Este filme faz parte da 43ª Mostra Internacional de Cinema em São Paulo. Para mais resenhas do festival, clique na tag no final do texto.
A conjuntura política e social do Afeganistão é um assunto praticamente inesgotável. O enfraquecimento do governo, a tomada do poder pelo Talibã, a revolução religiosa e no modo de viver seguem sendo estudadas mundo afora. Entretanto, o maior triunfo de Os Olhos de Cabul (Les Hirondelles de Kaboul, 2019) é justamente não tentar encontrar as razões e implicações da situação do país, e sim acompanhar a jornada de quem enfrenta essa realidade árida todos os dias.
O filme retrata o cotidiano de Mohsen (Swann Arlaud) e Zunaira (Zita Hanrot), um casal de intelectuais preso em uma Cabul ocupada pelo grupo radical islâmico Talibã. Cabul, que antes de diversas complicações sociológicas era uma cidade moderna, tornou-se cenário de guerra, execuções diárias e repressões religiosas. Zunaira, uma pintora progressista na arte e na personalidade, vê sua liberdade completamente retirada ao ter que se portar de acordo com as regras da Sharia, conduta esperada pela religião muçulmana mais ortodoxa e proibida de sair na rua sem cobrir-se por completo. A situação a revolta profundamente e a inquietação que sua impossibilidade de agir causa na personagem reverbera no público, em especial, o feminino. Ela é casada com Mohsen, um ex-professor universitário que é tirado de seu cargo após a destruição da Universidade de Cabul, que também sofre ao ser submetido à ordens machistas e subversivas para manter-se na sociedade.
Apesar do ambiente inóspito, eles ainda se mantêm esperançosos quanto ao futuro e acreditam na libertação da nação em que criaram suas raízes. Conforme o tempo passa e as pressões aumentam, ambos vêem seus sonhos cada vez mais abalados e distantes, consequentemente, seu relacionamento também enfrenta conflitos. A jornada desses personagens é comovente e bela. A forma com que enxergam a realidade apesar do clima terrível que os envolve é emocionante, o amor que eles têm um pelo outro é um suspiro de alívio entre o enredo pesado.
Além dos dois, o longa também mostra a jornada de Atiq (Simon Abkarian) e Mussarat (Hiam Abbass), um casal que adaptou-se ao sistema como forma de sobreviver.
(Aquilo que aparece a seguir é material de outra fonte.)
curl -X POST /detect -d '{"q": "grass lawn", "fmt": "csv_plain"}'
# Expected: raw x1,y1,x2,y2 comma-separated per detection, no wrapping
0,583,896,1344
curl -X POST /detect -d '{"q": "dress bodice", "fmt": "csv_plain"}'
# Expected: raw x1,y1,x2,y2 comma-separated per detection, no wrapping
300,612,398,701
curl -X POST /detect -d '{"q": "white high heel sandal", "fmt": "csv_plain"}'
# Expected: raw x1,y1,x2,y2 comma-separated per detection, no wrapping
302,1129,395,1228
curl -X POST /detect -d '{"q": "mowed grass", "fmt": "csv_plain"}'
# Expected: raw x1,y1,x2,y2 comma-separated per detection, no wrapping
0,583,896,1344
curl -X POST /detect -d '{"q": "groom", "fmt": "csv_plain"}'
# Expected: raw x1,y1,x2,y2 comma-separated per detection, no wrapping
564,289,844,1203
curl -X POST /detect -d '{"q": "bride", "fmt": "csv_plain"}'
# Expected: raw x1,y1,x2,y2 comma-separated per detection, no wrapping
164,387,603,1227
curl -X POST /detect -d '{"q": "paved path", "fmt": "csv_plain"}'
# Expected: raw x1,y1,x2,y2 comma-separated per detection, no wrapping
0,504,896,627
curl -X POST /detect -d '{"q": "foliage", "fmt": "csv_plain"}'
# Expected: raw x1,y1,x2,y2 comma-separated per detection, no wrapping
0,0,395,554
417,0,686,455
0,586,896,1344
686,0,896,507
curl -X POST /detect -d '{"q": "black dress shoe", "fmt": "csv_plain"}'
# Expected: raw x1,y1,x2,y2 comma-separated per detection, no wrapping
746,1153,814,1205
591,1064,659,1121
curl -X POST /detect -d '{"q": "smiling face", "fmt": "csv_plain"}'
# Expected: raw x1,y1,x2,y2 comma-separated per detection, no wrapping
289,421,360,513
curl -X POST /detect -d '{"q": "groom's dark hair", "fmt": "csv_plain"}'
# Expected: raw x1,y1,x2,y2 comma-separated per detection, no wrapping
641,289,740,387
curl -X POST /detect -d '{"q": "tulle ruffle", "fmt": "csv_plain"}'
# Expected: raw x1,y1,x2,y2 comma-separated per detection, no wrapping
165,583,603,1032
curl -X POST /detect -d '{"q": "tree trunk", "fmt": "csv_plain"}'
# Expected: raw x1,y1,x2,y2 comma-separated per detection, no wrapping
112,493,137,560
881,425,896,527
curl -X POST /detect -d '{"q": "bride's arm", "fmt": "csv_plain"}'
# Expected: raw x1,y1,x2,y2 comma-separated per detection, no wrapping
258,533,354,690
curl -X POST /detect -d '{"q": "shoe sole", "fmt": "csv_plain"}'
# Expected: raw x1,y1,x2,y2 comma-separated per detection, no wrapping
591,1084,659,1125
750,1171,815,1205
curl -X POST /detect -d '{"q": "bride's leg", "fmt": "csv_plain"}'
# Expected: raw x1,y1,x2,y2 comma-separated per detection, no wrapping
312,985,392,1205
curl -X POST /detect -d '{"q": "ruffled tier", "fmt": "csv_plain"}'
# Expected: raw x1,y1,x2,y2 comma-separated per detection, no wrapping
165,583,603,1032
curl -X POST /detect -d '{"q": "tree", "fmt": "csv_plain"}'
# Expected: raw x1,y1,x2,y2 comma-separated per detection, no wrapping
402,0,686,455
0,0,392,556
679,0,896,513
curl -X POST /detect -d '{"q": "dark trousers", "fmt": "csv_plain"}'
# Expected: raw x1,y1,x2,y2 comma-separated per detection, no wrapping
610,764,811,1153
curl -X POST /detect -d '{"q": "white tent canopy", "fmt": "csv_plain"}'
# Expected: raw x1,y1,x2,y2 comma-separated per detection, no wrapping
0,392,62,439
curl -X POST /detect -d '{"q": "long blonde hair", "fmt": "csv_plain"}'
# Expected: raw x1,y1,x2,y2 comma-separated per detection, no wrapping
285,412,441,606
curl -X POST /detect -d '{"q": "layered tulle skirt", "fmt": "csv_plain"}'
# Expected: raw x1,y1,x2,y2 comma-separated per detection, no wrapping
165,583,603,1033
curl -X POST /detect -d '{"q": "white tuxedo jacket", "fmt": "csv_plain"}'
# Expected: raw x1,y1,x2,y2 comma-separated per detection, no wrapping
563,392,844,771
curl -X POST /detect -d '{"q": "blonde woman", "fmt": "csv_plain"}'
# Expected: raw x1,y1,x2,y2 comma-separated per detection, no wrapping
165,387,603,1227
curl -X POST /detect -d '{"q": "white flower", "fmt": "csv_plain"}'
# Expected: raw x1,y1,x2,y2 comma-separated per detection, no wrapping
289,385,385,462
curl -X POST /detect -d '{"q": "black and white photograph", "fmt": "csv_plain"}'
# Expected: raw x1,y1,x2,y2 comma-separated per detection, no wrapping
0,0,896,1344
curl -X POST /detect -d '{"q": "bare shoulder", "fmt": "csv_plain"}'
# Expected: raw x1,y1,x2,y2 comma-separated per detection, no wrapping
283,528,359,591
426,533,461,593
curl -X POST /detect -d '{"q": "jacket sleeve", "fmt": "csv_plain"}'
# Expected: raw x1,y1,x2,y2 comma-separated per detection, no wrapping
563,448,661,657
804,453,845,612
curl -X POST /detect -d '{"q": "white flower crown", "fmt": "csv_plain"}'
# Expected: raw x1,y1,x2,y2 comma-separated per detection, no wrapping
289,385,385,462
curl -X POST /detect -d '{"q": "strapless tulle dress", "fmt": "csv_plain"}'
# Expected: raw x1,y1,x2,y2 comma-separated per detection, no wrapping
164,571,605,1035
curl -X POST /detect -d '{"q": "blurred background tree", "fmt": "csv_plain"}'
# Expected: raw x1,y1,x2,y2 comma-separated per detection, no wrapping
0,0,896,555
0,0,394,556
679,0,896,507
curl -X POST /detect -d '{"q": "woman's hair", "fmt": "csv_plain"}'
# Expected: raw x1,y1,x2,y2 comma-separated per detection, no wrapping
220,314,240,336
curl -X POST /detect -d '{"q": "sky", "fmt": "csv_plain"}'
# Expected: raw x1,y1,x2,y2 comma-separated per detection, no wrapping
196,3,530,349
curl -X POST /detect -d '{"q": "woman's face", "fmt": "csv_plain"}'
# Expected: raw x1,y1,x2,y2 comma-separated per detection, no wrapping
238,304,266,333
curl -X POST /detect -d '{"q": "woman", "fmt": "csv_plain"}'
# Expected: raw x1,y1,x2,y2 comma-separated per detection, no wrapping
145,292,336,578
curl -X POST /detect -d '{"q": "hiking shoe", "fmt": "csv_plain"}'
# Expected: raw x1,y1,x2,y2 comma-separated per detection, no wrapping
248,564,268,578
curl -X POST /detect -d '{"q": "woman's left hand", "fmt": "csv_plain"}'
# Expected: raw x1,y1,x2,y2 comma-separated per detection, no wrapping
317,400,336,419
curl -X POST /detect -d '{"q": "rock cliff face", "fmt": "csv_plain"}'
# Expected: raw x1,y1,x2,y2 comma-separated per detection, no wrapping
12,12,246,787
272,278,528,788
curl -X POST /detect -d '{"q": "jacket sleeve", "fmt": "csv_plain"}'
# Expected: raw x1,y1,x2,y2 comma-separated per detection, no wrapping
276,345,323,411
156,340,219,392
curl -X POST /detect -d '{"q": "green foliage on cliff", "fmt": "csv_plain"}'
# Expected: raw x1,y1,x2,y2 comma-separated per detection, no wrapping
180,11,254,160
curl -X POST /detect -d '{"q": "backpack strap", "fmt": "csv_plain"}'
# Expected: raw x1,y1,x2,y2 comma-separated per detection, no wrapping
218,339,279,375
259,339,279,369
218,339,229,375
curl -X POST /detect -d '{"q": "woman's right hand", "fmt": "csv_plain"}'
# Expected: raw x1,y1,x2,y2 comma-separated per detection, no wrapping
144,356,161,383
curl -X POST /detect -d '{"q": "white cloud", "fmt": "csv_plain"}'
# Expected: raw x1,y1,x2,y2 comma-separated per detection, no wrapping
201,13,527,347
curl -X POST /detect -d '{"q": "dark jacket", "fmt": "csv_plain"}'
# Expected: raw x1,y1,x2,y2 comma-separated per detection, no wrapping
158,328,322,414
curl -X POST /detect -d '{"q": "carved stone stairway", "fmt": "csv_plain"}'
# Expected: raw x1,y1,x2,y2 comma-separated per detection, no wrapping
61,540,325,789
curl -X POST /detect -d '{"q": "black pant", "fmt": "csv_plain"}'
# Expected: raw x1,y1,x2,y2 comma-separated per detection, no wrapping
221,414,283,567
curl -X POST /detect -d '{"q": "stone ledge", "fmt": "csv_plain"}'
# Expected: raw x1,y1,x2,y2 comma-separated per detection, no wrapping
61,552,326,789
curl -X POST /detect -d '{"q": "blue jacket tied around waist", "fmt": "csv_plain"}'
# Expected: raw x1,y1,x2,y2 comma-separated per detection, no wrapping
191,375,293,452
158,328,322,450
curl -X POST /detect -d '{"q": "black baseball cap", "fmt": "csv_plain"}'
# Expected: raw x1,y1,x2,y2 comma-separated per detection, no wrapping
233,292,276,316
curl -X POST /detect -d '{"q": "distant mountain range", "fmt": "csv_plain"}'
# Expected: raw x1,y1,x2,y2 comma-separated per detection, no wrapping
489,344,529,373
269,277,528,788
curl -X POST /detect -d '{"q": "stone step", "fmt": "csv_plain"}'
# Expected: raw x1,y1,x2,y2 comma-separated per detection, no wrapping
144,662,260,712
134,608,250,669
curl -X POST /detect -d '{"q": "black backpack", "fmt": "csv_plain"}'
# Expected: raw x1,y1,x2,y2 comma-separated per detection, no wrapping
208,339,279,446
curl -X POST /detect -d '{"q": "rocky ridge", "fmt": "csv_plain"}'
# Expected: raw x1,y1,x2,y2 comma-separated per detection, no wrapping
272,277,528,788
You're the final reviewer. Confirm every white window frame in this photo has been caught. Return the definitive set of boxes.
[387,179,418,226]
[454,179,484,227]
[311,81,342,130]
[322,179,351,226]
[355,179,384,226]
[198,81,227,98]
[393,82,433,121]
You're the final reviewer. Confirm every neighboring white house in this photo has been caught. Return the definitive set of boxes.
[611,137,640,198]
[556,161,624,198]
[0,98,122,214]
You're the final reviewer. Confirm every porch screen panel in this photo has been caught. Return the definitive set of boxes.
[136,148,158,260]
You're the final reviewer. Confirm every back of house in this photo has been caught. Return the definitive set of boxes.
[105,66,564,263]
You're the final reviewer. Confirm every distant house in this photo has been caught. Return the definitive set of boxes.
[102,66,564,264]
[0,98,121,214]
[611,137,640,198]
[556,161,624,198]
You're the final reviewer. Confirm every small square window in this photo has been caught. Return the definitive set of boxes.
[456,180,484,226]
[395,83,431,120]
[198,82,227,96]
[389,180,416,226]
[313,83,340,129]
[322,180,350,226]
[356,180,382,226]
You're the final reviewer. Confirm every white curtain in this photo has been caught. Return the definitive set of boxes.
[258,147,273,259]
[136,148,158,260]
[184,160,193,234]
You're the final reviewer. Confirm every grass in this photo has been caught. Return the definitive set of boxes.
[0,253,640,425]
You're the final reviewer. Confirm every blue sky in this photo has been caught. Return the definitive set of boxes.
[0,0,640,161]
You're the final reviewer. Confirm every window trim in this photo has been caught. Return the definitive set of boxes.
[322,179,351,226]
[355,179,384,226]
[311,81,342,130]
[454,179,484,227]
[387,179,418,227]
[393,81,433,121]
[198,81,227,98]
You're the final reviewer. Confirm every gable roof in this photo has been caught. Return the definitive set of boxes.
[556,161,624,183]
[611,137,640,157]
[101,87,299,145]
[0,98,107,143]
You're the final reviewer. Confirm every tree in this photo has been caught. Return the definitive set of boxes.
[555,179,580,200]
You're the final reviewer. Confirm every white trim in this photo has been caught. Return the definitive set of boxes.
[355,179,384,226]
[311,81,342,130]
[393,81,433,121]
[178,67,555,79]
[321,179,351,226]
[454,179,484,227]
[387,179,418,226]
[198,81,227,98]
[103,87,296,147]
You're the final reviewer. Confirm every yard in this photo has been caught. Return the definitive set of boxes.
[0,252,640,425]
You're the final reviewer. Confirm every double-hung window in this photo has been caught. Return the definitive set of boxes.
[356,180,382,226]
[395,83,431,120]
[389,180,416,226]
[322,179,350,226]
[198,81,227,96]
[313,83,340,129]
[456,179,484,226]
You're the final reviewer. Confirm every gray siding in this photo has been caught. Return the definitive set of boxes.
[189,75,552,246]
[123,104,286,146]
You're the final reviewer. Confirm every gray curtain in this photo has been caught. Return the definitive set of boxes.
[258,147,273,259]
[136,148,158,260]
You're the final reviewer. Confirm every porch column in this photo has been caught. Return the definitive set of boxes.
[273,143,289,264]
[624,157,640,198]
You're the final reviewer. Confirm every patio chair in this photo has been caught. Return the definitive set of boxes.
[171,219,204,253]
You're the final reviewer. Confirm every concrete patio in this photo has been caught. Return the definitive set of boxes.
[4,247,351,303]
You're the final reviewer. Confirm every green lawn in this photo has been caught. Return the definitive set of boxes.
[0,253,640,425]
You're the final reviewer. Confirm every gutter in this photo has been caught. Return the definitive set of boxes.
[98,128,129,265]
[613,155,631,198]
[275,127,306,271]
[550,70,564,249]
Atiq é carcereiro de uma prisão destinada à mulheres condenadas à execução e aliado do Talibã. Apesar de questionar-se sobre as atitudes que toma, ele cede frequentemente à pressão do regime por medo. Mussarat é sua esposa e está gravemente doente. Ela também é mais tradicional e deseja cumprir o papel de esposa submissa estabelecido pelas regras do radicalismo, porém sua doença muitas vezes a impede de realizar sua vontade. O relacionamento de ambos é antigo e desgastado, e o filme transparece muito bem o cinza que o regime estabeleceu em suas vidas.
Narrar como essas histórias se entrelaçam de forma delicada e sensível é o traço mais bonito do longa. O ar é pesado, como não poderia deixar de ser, porém há uma atenção aos detalhes que confere cor à narrativa. A maneira como a questão feminina é tratada aqui também é tocante. Dirigido por duas mulheres, Zabou Breitman e Eléa Gobbé-Mévellec, ele desenha a revolta e a dor profunda causada pelas imposições de um machismo monumental sobre a vida dessas pessoas.
Um dos grandes destaques também é o modo como ele foi produzido. Transformar uma temática tão carregada de sofrimento em animação trouxe enorme poesia para o longa. Além do traço dos desenhos ser belíssimo, os recursos criativos usados são encantadores e impossíveis de reproduzir caso fosse filmado em realidade. A narrativa ganha traços muito delicados e poéticos e abre espaço para interpretações mais profundas que apenas a realidade nua e crua de Cabul.
Os Olhos de Cabul é uma animação primorosa e tocante, que merece muita atenção de seu espectador. Sabiamente, a narrativa soube contar histórias carregadas de sofrimento com a arte que só alguém muito sensível e empático poderia desenvolver.